Piles of rotting seaweed finally clear off South Florida’s beaches, a month earlier than usual

Put your feet in the sand, South Florida. That smelly, unsightly seaweed that’s been rotting on our beaches for the past several months is gone for the year — a month earlier than usual.

The brownish-yellow Sargassum seaweed has been a fixture on South Florida beaches, and was especially bad in 2019, 2018 and 2015.

“We’re done this year,” said Dr. Chuamin Hu, a University of South Florida professor who is an expert on the invasive seaweed.

The Sargassum travels in the Sargasso Sea, a region of the Atlantic Ocean and gets transported by currents that form a large loop around the ocean.

The Sargassum seaweed lives its entire existence on the water’s surface, never attaching to rocks or the ocean’s bottom. It’s useful in the ocean as a home to marine life, including certain breeds of turtles, eels, fish and birds.

But as it makes its way toward shore it gets harmful. If it rots and sinks to the bottom it can smother coral or sea grass. It can also smother sea turtle hatchlings trying to make their way from shore to the water. However, that threat is over for 2020 and when it returns — and how much of it — is somewhat of a mystery.

“If anything bad happens, that would not happen until at least next March or April, at least,” Hu said.

Scientists and researchers still don’t know for certain what makes it bloom. And that’s just one of the mysteries surrounding this unwelcome visitor.

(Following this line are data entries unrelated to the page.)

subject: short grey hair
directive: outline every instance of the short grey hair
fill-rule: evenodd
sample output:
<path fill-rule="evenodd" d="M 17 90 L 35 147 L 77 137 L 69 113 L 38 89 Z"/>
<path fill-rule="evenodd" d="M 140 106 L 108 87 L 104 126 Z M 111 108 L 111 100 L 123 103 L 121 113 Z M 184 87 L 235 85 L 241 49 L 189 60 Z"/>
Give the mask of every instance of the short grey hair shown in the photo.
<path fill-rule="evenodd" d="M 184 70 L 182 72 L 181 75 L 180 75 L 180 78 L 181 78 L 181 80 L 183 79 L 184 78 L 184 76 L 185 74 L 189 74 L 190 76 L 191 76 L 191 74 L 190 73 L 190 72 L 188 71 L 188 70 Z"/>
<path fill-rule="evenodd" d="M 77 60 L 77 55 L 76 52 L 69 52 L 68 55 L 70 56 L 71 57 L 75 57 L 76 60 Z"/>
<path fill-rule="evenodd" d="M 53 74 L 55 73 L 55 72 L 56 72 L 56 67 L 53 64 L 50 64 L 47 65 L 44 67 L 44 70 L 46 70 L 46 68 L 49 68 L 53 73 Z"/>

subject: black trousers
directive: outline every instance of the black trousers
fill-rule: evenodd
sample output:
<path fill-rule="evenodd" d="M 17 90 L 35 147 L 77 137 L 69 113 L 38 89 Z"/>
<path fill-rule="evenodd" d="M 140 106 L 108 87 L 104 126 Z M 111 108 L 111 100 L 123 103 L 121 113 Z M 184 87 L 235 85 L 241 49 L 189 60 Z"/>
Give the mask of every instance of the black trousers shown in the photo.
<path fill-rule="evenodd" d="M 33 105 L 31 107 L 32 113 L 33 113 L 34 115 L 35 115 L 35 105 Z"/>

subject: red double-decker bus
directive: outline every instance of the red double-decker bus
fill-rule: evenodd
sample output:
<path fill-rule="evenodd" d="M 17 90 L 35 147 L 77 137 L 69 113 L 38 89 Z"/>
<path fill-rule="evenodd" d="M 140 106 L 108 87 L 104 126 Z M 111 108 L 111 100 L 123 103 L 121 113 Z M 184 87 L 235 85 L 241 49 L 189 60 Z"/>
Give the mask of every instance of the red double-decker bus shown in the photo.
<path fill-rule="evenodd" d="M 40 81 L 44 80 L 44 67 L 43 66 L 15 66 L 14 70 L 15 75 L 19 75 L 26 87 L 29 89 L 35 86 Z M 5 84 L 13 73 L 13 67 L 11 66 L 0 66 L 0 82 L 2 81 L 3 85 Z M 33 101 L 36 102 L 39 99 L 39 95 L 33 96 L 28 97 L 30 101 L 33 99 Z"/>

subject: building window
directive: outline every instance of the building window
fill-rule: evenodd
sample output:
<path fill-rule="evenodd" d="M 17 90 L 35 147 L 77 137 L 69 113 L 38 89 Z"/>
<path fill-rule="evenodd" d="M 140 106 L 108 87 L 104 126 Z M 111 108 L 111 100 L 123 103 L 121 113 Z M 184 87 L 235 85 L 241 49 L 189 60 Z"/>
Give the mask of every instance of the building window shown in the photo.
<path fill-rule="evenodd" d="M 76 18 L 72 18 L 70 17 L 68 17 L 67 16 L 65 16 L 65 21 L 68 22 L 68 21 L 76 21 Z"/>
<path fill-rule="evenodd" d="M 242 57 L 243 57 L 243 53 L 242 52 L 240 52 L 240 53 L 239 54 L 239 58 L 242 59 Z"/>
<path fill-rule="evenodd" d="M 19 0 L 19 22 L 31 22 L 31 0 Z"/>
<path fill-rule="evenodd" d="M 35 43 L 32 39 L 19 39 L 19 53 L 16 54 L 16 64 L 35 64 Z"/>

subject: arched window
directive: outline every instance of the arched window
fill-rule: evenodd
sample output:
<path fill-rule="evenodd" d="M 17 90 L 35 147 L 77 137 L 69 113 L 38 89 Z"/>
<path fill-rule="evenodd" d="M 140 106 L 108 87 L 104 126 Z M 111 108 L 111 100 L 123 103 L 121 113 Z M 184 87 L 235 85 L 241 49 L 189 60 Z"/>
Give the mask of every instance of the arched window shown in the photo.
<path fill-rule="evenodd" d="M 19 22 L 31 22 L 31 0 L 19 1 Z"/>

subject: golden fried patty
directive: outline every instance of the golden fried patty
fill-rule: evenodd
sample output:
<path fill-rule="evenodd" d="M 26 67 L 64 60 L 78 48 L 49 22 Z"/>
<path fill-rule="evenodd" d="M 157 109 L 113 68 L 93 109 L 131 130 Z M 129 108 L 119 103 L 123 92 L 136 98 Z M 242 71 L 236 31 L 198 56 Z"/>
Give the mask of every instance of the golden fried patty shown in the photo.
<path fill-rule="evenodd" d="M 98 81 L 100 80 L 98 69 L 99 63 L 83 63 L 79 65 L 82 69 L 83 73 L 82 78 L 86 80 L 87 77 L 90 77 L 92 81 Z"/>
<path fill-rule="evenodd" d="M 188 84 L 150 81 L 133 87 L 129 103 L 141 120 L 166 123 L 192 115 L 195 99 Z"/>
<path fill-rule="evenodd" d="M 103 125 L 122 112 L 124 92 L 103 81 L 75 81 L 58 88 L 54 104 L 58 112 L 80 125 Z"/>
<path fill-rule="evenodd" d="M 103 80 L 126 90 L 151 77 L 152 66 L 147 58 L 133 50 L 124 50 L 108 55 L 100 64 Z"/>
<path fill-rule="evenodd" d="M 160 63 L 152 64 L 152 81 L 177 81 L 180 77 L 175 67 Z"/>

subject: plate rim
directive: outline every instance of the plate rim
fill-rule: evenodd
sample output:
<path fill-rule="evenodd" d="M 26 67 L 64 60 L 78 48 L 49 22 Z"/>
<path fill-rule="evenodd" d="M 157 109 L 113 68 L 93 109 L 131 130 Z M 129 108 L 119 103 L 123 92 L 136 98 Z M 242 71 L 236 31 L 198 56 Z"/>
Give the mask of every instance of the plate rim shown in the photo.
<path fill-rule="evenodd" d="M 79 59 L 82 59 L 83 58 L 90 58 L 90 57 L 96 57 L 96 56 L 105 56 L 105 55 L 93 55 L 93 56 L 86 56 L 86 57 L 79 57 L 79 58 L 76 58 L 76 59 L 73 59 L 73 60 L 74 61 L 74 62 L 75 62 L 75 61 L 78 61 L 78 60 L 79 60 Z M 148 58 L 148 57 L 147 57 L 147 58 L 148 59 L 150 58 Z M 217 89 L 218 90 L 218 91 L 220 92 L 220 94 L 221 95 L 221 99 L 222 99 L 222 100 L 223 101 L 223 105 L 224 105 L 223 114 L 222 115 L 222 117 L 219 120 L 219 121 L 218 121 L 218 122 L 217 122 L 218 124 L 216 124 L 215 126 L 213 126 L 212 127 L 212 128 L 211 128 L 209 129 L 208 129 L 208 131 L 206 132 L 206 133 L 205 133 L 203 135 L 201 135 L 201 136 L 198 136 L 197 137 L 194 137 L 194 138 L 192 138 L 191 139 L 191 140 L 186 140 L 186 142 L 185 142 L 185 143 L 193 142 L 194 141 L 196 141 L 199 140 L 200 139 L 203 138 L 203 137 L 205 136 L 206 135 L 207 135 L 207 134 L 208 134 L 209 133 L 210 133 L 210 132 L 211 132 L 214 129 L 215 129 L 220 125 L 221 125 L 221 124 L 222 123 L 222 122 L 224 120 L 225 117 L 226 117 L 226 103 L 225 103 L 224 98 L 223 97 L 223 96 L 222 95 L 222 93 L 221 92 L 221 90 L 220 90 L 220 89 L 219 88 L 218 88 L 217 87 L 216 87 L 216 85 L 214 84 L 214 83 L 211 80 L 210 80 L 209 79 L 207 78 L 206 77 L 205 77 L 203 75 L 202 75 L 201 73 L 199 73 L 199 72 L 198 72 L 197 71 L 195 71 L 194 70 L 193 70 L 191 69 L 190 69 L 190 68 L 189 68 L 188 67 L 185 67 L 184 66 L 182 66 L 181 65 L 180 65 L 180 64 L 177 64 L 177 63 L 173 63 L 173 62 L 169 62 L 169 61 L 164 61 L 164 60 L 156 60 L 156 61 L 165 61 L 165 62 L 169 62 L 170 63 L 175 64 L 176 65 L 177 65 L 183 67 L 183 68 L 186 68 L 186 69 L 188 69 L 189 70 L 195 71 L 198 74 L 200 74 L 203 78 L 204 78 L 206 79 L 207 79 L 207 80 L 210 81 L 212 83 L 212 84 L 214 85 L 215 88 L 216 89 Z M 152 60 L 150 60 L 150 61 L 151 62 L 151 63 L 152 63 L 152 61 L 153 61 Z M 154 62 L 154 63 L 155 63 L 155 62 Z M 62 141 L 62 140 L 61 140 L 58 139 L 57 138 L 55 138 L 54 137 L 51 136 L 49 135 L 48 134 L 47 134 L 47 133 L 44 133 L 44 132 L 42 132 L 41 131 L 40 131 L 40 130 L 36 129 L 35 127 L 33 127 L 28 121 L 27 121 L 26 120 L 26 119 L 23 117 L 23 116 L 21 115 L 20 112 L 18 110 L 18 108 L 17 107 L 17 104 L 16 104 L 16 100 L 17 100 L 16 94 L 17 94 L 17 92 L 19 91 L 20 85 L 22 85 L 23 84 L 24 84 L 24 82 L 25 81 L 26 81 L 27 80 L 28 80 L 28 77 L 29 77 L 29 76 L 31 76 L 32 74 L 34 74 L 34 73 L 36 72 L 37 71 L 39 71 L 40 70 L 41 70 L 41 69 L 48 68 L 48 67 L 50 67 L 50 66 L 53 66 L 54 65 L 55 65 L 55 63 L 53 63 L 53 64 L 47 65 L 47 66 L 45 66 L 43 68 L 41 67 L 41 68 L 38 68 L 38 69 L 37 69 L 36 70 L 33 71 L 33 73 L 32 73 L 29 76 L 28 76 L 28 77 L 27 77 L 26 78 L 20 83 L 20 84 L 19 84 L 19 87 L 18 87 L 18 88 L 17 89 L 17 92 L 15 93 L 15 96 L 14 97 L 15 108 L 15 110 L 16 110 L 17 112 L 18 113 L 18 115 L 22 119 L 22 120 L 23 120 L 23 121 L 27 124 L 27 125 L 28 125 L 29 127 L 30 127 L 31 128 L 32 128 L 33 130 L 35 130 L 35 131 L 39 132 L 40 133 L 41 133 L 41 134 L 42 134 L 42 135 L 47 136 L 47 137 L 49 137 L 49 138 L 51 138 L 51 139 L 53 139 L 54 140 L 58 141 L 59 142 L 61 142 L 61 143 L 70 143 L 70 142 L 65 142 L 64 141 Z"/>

“Why all of a sudden this year the amount decreased in August?” Hu asked. “We don’t know.”

Nitrogen — partly from fertilizer carried in runoff from land — is a leading suspect as a cause for the recent, large blooms, said Dr. Brian LaPointe, a FAU professor who studies marine system eco-health.

“What we’re seeing is that the nitrogen content has gone up in the Sargassum,” said LaPointe, who has studied Sargassum since the 1980s, “and we believe that is probably the primary reason we’re seeing these massive blooms, more biomass than we’ve ever seen before.”

LaPointe will make a presentation to the Florida Chamber of Commerce later this month and will highlight the increased nitrogen content in the water, saying the fertilizer in runoff contributes to Sargassum’s growth. A bloom can double its mass in 10 days when fed by excessive nitrogen, LaPointe said.

The Sargassum seaweed, a macroalgae that features air-filled “grapes” that keep it afloat, has been a local issue since 2011, with the noted exception of 2013.

“It’s almost every year and that’s why we call this a new normal,” Hu said. “Previously there was almost nothing.”

And why was 2013 an exception?

“We actually don’t know,” Hu said.

People are learning to creatively live with the nuisance. In Mexico, one inventive man used the Sargassum seaweed to make bricks and eventually a house. Others have used it as a main ingredient to make shoes.

What’s important to South Floridians right now, however, is clear beaches. The Sargassum is done for 2020.

“We may still get a little bit of it,” LaPointe said, “but I think the big inundations we’ve seen this summer definitely should be ramping down now.”